God’s predestination was that Adam win Eve’s love.

It means that Adam had to develop his ability to express love that Eve would receive—and to recognize that to receive it or not was up to her, not him. These were lessons that Adam, had he been interested, could have learned from the archangel. True Father talked about Adam’s disinterest in his sister and in what she was going through:

True Father talked about Adam’s disinterest in his sister.

“Adam was distant. He was wandering around with a club catching birds, snakes and frogs. In the future he was supposed to dominate and control everything in the nature, so he was trying to get to know everything and adapt himself to everything; so was he interested in Eve? …Even if [Eve] wanted to follow [Adam], she couldn’t follow the strong male.”

Adam didn’t care that his sister was left behind—to do what? Be a guy like him? Nope; Eve was designed to build relationships.

If Adam had been living for the sake of Eve, he would have slowed down and included her in his life; centered on her. As a result, he would have seen creation not just from his perspective, but from hers:

“In order to accomplish [the Blessing], they were born separately, with the man raised as a man and the woman as a woman. After they were fully grown, they would gaze intently at the world and see that the mineral, animal and plant kingdoms were all created in the pair system according to the ideal reciprocal relationships. They were meant to look at them and learn, ‘Ah! The animals all pair up, have their offspring, and live happily. Wow, the mother risks her own life to protect and nurture her young. We should do so as well!’”

This is all Eve-speak!

Adam put himself, his ego in the center of everything.

Adam should have been escorting Eve, taking her on excursions, making sure she had plenty to eat and a comfortable place to rest. Most of all, he should have guarded her purity, reinforcing her respect for the Commandment.
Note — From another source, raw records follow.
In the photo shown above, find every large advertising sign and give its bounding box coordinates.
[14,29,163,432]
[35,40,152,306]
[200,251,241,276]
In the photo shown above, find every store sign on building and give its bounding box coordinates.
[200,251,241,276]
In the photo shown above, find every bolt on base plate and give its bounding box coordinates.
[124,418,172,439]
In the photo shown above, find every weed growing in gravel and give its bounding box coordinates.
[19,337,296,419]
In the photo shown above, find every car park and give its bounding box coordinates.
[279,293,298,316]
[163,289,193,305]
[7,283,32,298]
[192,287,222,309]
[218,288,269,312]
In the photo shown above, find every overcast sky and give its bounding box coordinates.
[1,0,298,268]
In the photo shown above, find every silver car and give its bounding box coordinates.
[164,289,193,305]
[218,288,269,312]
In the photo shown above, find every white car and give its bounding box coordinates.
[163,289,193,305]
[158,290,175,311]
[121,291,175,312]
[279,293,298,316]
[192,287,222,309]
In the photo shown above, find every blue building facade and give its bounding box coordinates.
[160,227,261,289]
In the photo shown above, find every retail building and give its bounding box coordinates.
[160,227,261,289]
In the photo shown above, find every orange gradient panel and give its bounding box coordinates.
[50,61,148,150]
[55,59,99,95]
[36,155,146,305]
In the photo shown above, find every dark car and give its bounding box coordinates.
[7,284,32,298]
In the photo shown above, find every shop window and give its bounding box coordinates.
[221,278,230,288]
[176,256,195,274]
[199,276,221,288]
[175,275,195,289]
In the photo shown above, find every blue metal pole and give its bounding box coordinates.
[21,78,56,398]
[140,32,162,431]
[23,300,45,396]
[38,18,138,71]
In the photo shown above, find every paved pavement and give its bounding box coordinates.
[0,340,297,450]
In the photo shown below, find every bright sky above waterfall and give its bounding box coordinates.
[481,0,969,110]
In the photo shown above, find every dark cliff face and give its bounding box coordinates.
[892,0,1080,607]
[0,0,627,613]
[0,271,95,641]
“How did Adam fall?” True Father asked. His answer was not that the woman tempted him. He outlined three steps:

“Disbelief was the primary reason.

“Next, …he asserted himself. He put himself, his ego in the center of everything.

“Next, Adam demanded a realm of self-centered love.”

Father concluded: “[Adam’s] dreams of self-centered love [were] the footholds of Satan.” (Citations: First Cheon Seong Gyeong, 1989.6.24, p. 1134; 1994.7.23, pp. 1674-75; 1983.4.10, p. 1207.)